I'm trying to modify pandas insertion method using COPY. The purpose is to implement an "upsert" mechanism for Postgres database.
I'm using this SO answer for creating temp table and copying data into it, then inserting into target table.
The following code is working, but I had to set primary_key to my real table PK explicitly. The question is, can I get PK from visible in this scope variables?
import csv
from io import StringIO
from typing import Iterable
from sqlalchemy.engine.base import Connection
from pandas.io.sql import SQLTable
# Alternative to_sql() *method* for DBs that support COPY FROM
# https://pandas.pydata.org/pandas-docs/stable/user_guide/io.html#io-sql-method
def psql_upsert_copy(table: SQLTable, conn: Connection, keys: Iterable, data_iter: Iterable[tuple]):
# gets a DBAPI connection that can provide a cursor
dbapi_conn = conn.connection
with dbapi_conn.cursor() as cur:
s_buf = StringIO()
writer = csv.writer(s_buf)
writer.writerows(data_iter)
s_buf.seek(0)
columns = ', '.join(f'"{k}"' for k in keys)
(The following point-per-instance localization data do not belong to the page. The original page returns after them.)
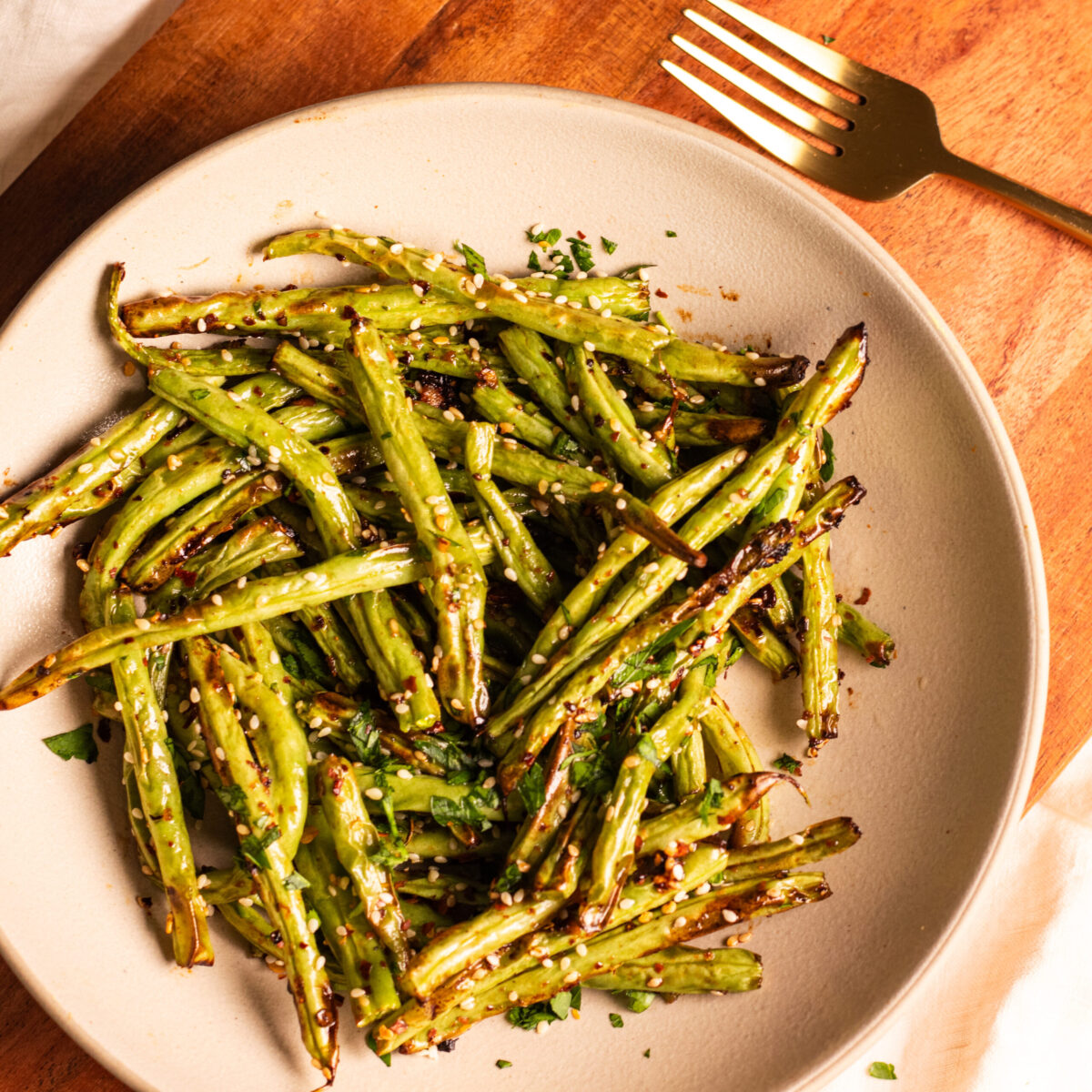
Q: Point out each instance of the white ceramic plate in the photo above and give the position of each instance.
(936, 753)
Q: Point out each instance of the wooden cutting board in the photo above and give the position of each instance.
(1010, 82)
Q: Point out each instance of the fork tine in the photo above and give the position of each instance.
(801, 85)
(825, 61)
(789, 110)
(785, 147)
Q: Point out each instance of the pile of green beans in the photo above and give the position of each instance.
(434, 591)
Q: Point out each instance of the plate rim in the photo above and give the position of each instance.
(1036, 713)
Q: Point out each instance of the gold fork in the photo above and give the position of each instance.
(893, 140)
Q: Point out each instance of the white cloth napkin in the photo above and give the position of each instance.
(1010, 1005)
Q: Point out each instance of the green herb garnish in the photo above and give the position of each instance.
(79, 743)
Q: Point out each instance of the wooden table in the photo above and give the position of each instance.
(1010, 81)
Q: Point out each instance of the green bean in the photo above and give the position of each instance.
(703, 430)
(523, 561)
(713, 606)
(735, 754)
(369, 568)
(322, 311)
(151, 768)
(520, 418)
(505, 299)
(763, 642)
(612, 421)
(532, 359)
(616, 947)
(355, 839)
(563, 481)
(685, 970)
(336, 520)
(271, 833)
(615, 849)
(700, 817)
(456, 573)
(369, 980)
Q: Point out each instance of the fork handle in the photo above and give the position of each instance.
(1071, 221)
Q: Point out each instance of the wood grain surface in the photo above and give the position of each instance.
(1010, 80)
excluded_columns = ', '.join(f'EXCLUDED."{k}"' for k in keys)
# is it possible to get it from the table?
primary_key = ', '.join(['"PK_col_a"', '"PK_col_b"'])
if table.schema:
table_name = f'{table.schema}.{table.name}'
else:
table_name = table.name
sql = f'''
CREATE TEMP TABLE tmp_table
ON COMMIT DROP
AS SELECT * FROM {table_name}
WITH NO DATA;
COPY tmp_table ({columns}) FROM STDIN WITH CSV;
INSERT INTO {table_name}
SELECT *
FROM tmp_table
ON CONFLICT ({primary_key}) DO UPDATE
SET ({columns}) = ({excluded_columns});
'''
cur.copy_expert(sql=sql, file=s_buf)
P.S. Usage is like so:
df.to_sql(name='orinal_table_name', con=some_psql_db_engine, if_exists='append', index=False, method=psql_upsert_copy)